Question : From the Acmeshell.com website you have you're all the data stored
in Oracle database table called MAIN.PROFILES table. In HDFS you already
have your Apache WebServer log file stored called users_activity.log .
Now you want to combine/join both the data users_activity.log file and MAIN.PROFILES
table.

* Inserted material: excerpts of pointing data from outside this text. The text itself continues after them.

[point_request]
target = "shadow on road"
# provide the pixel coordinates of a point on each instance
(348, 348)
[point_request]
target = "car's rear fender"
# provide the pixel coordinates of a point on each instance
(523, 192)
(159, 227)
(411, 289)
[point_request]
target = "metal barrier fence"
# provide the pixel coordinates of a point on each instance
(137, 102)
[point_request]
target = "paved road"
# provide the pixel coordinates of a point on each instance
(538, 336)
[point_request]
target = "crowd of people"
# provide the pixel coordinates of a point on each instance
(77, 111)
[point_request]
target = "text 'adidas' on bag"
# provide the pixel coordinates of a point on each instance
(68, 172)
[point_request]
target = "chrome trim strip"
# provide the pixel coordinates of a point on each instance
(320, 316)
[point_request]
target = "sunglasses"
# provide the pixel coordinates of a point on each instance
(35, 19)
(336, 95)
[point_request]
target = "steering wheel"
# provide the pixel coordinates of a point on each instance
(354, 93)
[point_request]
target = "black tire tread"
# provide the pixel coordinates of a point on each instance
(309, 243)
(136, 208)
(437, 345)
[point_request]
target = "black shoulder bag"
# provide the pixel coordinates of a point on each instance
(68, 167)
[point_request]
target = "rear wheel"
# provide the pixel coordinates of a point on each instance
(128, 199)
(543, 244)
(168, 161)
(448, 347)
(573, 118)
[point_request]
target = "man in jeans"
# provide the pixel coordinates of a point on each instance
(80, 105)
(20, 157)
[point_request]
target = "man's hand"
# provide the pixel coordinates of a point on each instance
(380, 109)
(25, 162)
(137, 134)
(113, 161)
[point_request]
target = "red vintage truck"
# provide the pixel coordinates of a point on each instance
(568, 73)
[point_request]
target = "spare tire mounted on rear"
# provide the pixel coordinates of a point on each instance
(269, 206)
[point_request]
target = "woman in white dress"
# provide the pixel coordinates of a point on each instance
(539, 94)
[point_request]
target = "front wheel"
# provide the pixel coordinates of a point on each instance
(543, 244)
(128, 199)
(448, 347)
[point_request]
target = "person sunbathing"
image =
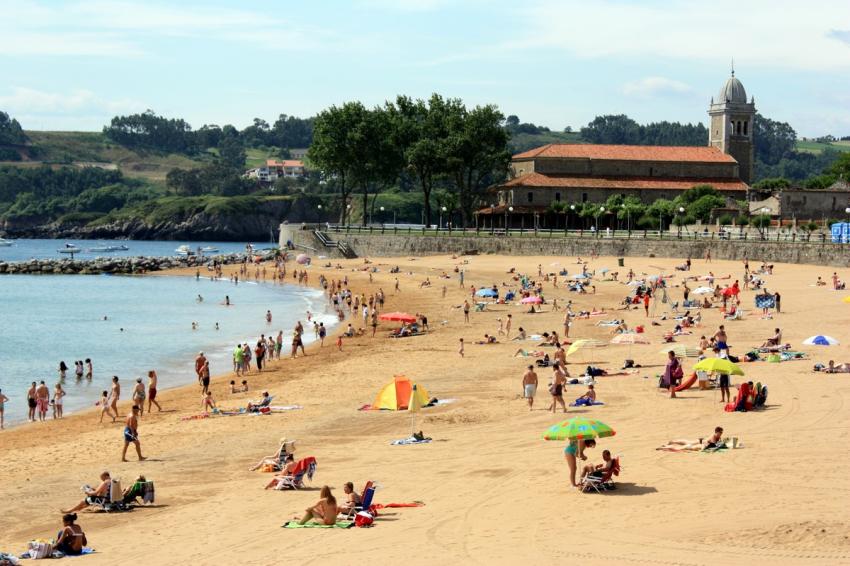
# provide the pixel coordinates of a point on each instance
(352, 499)
(279, 460)
(94, 496)
(71, 539)
(599, 470)
(324, 511)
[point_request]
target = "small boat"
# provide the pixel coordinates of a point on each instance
(70, 249)
(121, 248)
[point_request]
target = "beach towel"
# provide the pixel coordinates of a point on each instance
(342, 524)
(585, 403)
(411, 440)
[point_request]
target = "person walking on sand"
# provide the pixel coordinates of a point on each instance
(31, 403)
(58, 394)
(529, 386)
(131, 434)
(42, 400)
(556, 389)
(114, 396)
(3, 401)
(152, 380)
(139, 395)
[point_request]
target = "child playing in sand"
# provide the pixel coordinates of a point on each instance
(208, 402)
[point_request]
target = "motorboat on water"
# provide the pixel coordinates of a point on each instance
(119, 248)
(184, 250)
(70, 249)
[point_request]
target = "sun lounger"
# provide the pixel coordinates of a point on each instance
(602, 482)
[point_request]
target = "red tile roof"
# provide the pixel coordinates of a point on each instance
(628, 153)
(635, 183)
(284, 163)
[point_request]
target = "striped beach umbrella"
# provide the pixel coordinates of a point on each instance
(682, 351)
(578, 428)
(820, 340)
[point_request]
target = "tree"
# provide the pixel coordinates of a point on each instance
(477, 150)
(11, 132)
(423, 129)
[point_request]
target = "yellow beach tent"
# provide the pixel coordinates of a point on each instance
(397, 395)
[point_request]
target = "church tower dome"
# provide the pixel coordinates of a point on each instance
(731, 128)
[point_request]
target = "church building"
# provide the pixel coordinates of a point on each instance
(579, 173)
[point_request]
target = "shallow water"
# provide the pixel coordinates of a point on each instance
(46, 319)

Initailly, you want to import the table data from the database
into Hive using Sqoop with the delimeter (;) and column order remain same.
Now select the correct MapReduce code snippet which can produce the csv file,
so that we can load the output of MapReduce job in the Hive table created
in above steps called PROFILE.

1. 1
2. 2
3. Access Mostly Uused Products by 50000+ Subscribers
4. 4

Question : As part of HadoopExam consultency team, you have been given a requirement by a Hotel to create
a GUI application, so all the hotel's sales or booking you will add and edit the customer information, and you dont want to spend the
money on enterprise RDBMS, hence decided simple file as a storage and considered the csv file. So HDFS is the better choice for
storing such information in the file.

1. No, because HDFS is optimized for read-once, streaming access for relatively large files.
2. No, because HDFS is optimized for write-once, streaming access for relatively large files.
3. Access Mostly Uused Products by 50000+ Subscribers
4. Yes, because HDFS is optimized for write-once, streaming access for relatively large files.

Question : Please identify the statement which can correctly describe the use of RAM, of the NameNode

1. To store filenames, initial 100 lines from the each stored file in HDFS.
2. To store filenames, and while reading the file work as a buffer.
3. Access Mostly Uused Products by 50000+ Subscribers
4. To store filenames, list of blocks but no metadata.